Title: Distributed Edge Partitioning
- Pietro Michardi (Eurecom)
- Matteo Sereno (Università degli Studi di Torino)
- Fabrice Huet (University of Nice-Sophia Antipolis)
- Guillaume Urvoy-Keller (Laboratory I3S)
- Damiano Carra (University of Verona)
- Giovanni Neglia (Inria Sophia Antipolis)
In distributed graph computation, graph partitioning is an important preliminary step because the computation time can significantly depend on how the graph has been split among the different executors. In this thesis we explore the graph partitioning problem. Recently, edge partitioning approach has been advocated as a better approach to process graphs with a power-law degree distribution, which are very common in real-world datasets. That is why we focus on edge partitioning approach. We start by an overview of existing metrics, to evaluate the quality of the graph partitioning.
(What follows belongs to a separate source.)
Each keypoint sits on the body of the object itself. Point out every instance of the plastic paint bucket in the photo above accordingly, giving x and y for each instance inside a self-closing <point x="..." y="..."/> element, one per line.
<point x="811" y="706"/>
We briefly study existing graph processing systems: Hadoop, Giraph, Giraph++, Distributed GrahpLab, and PowerGraph with their key features. Next, we compare them to Spark, a popular big-data processing framework with its graph processing APIs \u2014 GraphX. We provide an overview of existing edge partitioning algorithms and introduce partitioner classification. We conclude that, based only on published work, it is not possible to draw a clear conclusion about the relative performances of these partitioners. For this reason, we have experimentally compared all the edge partitioners currently available for GraphX. Results suggest that Hybrid-Cut partitioner provides the best performance. We then study how it is possible to evaluate the quality of a partition before running a computation. To this purpose, we carry experiments with GraphX and we perform an accurate statistical analysis using a linear regression model. Our experimental results show that communication metrics like vertex-cut and communication cost are effective predictors in most of the cases. Finally, we propose a framework for distributed edge partitioning based on distributed simulated annealing which can be used to optimize a large family of partitioning metrics. We provide sufficient conditions for convergence to the optimum and discuss which metrics can be efficiently optimized in a distributed way. We implemented our framework with GraphX and performed a comparison with JA-BE-JA-VC, a state-of-the-art partitioner that inspired our approach. We show that our approach can provide significant improvements.